Through its beats, poetic lyrics and powerful images, hip-hop offers a platform for cultural expression, holds up a mirror to society, and provides a description of the world and its sometimes bleak reality that African-Americans face, such as police brutality and discrimination. At the same time, hip-hop has given groups from the margins the opportunity to engage in identity formation and self-expression and has penetrated to the center of pop culture.

In Poetic Culture, Idowu Oluwaseun emphasizes that connecting side of the story, how Hip-Hop as a movement creates a sense of pride, belonging and solidarity for individuals. The title of the exhibition is also a nod to the core of the genre, the poetical. Oluwaseun grew up in Lagos, Nigeria in the late 1980s and 1990s. Hip-hop already was a global phenomenon at that time with artists like N.W.A and Eazy-E. Through the Nigerian rap duo Okechukwu Azike and Pretty Okafor, known as Junior & Pretty, he came in contact with the genre. The rap duo used the local pidgin-English as their vehicular language, anchoring the genre in Nigerian music. After moving to the United States, his interest in the Hip-Hop Movement grew into a more intense experience of it.

In this series of paintings, Oluwaseun uses vibrant colours and dynamic compositions that meticulously reflect the rhythm and movement associated with Hip-Hop. This stylistic choice evokes the genre’s power to express emotions and ideas visually, the way music does in an auditory way. The energy in his work reflects the rebellion and transformative power of Hip-Hop, which has long been a voice for the oppressed.

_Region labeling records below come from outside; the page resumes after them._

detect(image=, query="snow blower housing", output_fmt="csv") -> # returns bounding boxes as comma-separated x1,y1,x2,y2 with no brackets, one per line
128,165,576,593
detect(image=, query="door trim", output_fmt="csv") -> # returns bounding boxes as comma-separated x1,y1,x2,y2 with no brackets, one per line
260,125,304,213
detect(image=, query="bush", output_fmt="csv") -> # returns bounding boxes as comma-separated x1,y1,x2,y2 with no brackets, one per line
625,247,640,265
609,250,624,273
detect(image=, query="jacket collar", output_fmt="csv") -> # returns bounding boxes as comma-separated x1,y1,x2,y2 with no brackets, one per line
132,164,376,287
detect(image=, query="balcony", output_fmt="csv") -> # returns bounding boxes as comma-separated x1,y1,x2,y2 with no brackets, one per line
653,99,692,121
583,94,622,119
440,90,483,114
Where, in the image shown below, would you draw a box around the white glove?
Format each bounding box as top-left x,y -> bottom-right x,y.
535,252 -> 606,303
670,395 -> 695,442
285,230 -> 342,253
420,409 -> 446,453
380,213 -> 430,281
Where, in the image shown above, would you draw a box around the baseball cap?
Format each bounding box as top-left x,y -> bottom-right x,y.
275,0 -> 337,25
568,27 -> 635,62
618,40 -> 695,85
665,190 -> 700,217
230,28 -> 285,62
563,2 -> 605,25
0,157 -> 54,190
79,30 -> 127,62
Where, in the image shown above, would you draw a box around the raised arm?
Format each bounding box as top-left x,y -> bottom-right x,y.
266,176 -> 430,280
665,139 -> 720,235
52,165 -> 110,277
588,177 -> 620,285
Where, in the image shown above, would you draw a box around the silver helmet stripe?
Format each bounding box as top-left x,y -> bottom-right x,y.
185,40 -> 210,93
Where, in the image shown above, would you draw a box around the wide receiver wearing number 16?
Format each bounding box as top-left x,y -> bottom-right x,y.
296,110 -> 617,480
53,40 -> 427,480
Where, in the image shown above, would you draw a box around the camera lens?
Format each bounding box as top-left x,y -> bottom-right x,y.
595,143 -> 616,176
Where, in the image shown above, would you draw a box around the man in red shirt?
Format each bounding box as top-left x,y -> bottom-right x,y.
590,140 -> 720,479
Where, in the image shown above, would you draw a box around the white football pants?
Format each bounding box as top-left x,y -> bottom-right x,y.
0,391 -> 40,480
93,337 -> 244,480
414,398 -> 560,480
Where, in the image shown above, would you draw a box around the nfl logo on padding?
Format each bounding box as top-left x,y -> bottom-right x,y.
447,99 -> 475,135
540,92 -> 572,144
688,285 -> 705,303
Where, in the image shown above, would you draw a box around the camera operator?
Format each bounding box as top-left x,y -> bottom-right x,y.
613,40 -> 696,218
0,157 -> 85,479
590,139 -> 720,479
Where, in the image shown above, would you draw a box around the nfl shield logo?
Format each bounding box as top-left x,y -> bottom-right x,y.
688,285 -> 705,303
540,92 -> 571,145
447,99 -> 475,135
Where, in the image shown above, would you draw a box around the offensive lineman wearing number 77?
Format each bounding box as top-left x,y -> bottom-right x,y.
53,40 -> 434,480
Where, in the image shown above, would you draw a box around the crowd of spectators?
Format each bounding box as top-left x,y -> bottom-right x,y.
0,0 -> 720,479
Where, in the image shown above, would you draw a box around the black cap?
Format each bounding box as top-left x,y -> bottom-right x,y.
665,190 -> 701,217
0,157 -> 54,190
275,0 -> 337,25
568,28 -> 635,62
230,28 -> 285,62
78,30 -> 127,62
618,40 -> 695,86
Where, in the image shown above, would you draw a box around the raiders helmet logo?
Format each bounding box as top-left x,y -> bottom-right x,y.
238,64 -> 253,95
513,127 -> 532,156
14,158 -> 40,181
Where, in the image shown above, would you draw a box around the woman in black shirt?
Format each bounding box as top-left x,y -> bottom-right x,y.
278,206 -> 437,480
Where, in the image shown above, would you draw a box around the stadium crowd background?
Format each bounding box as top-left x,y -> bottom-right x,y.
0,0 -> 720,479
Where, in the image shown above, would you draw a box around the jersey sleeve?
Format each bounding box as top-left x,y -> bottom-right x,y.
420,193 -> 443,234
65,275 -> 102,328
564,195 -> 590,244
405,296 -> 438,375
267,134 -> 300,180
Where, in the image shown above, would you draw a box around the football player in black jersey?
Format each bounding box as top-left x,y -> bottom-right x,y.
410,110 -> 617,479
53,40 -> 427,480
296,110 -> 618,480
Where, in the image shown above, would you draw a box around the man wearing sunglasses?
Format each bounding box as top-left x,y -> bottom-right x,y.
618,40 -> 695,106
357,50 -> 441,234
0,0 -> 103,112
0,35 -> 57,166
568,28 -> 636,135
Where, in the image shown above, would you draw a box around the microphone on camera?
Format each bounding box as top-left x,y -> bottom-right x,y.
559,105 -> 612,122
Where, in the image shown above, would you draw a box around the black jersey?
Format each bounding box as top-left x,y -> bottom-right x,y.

Oluwaseun’s canvases depict the typical looks, poses that feel well-known and familiar, instantly carrying a touch of nostalgia. As a viewer, you are catapulted back to the days of baggy jeans, oversized shirts, flashy sneakers, grillz, an array of gold jewellery, pimped cars, lowriders, and the ubiquitous bandana. His affinity for fabrics is thus closely intertwined in his paintings, making it again an essential element in this exhibition.

The faces of the subjects in these paintings are partially covered with bandanas, referencing the invisibility and marginalisation that African-Americans often face. This ‘facelessness’ emphasizes also how Black Culture and the Hip-Hop Movement are often commercialized and consumed without recognition of the individuality and humanity behind it. The image of hip-hop displayed by mainstream media today, black rappers surrounded by expensive cars, senseless violence and women reduced to sex symbols is far removed from how it once started in the South Bronx. Thus, Idowu’s paintings critique this commodification and commercialization and provide a complex exploration and refection of cultural ownership, appropriation and authenticity.